Biden Makes the Right Call on Student Loan Relief

In recent days, President Biden has drawn ire from progressive activists for his cautious approach to student loan forgiveness and his plan to end the two-year pause on student loan repayments. Congresswoman Ayanna Pressley went so far as accusing Biden of “policy violence” during a slew of tweets demanding total student debt cancelation. The administration has now extended the repayment pause until May, but the President’s initial instinct was right: with historic rates of federal spending and inflation, it is time for Washington to start making prudent choices. Rejecting blanket student loan forgiveness should be an easy choice given most of the benefits of this policy would go to well-off borrowers who do not need the help.

In 2020, the debt-to-GDP ratio in the United States hit its highest point since World War II. Today, the debt is still equal to 98% of the GDP. To make matters worse, inflation is at a 40-year high. Blanket student loan forgiveness would represent a new, significant fiscal burden. According to the Brookings Institution, canceling all federal student loans would cost $1.6 trillion. Canceling $50,000 per borrower, which Senators Elizabeth Warren and Chuck Schumer have proposed, would cost $1 trillion. These are massive expenditures that would dwarf twenty years worth of funding for other social support programs, as illustrated by the following chart from the Brookings Institution.

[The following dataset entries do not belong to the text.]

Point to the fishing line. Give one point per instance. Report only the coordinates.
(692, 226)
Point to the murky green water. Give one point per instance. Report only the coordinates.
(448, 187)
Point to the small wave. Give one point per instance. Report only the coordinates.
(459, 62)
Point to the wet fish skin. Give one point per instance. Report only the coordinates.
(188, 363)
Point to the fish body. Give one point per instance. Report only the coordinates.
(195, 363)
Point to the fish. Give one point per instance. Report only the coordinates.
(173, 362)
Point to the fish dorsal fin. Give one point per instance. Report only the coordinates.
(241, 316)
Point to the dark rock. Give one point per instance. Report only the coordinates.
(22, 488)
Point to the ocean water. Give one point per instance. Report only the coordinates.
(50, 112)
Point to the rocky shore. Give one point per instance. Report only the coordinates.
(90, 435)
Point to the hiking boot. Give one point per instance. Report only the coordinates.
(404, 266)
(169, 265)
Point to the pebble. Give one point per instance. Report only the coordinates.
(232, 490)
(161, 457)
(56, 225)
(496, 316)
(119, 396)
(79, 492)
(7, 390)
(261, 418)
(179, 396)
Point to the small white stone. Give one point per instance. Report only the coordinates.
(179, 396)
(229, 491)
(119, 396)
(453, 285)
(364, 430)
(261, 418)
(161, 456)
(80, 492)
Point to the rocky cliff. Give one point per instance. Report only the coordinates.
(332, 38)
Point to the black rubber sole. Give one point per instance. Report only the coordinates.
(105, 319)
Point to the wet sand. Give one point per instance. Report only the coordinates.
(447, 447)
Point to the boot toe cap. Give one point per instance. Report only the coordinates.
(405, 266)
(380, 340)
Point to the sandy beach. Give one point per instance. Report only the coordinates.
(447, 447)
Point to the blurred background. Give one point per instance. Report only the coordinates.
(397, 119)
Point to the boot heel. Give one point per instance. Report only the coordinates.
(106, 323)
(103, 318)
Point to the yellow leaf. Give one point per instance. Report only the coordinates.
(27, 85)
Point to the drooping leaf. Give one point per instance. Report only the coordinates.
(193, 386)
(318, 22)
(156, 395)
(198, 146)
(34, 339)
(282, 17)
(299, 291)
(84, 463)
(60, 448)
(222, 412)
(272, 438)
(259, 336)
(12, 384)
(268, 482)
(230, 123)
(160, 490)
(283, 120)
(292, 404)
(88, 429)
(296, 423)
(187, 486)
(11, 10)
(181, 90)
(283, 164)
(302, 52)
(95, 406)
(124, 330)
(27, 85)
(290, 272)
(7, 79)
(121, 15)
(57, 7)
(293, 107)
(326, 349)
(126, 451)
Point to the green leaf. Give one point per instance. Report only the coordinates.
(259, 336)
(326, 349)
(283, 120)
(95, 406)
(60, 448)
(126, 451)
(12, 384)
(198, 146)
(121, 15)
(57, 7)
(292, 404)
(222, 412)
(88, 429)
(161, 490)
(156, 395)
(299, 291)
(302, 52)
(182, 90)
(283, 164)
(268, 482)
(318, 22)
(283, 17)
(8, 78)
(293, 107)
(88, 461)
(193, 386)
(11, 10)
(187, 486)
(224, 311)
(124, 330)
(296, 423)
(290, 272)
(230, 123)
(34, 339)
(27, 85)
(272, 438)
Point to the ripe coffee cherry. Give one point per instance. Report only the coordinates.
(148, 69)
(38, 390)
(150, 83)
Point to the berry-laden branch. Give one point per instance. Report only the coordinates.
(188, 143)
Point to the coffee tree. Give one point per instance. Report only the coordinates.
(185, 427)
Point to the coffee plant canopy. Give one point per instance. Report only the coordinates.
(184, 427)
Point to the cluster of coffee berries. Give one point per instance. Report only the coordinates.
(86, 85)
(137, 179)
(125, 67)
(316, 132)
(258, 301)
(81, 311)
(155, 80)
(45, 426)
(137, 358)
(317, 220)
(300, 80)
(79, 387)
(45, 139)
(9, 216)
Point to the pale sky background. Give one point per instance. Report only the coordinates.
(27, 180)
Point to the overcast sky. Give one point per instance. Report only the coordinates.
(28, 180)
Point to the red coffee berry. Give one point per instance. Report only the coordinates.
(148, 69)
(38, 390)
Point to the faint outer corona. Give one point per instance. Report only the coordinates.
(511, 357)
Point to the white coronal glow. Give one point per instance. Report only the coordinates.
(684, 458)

But the price tag alone is not what makes blanket student loan forgiveness problematic. Most people with student loans have a college degree and, unsurprisingly, are better off than the average American. The poorest 40% of households owe less than 20% of the student loan debt, and they make only 10% of all student debt payments. Additionally, a majority of the debt is held by people with postgraduate degrees, who earn significantly more than their less-credentialed peers. If Senators Warren and Schumer got their way, the poorest 60% of households would receive only a third of the benefits, as shown by the chart below. The rest would be concentrated among higher earners. 

If there is to be any student loan forgiveness, it should be targeted at those who need it the most. Biden and leaders at the Department of Education are pursuing plans to do just that. The Department’s negotiated-rulemaking committee proposed forgiveness for certain cases, such as people with severe disabilities. This is a relatively small expenditure—roughly $6 billion for around 320,000 borrowers—that would ease the burden for people unable to work. The administration has also proposed a new, more progressive income-based repayment plan in which borrowers would pay a capped percentage of their income toward their loans, with graduated rates for higher earners. 

Total student loan forgiveness is too expensive and regressive. The administration should resist left-wing pressure and continue the more responsible policy of targeted student loan support.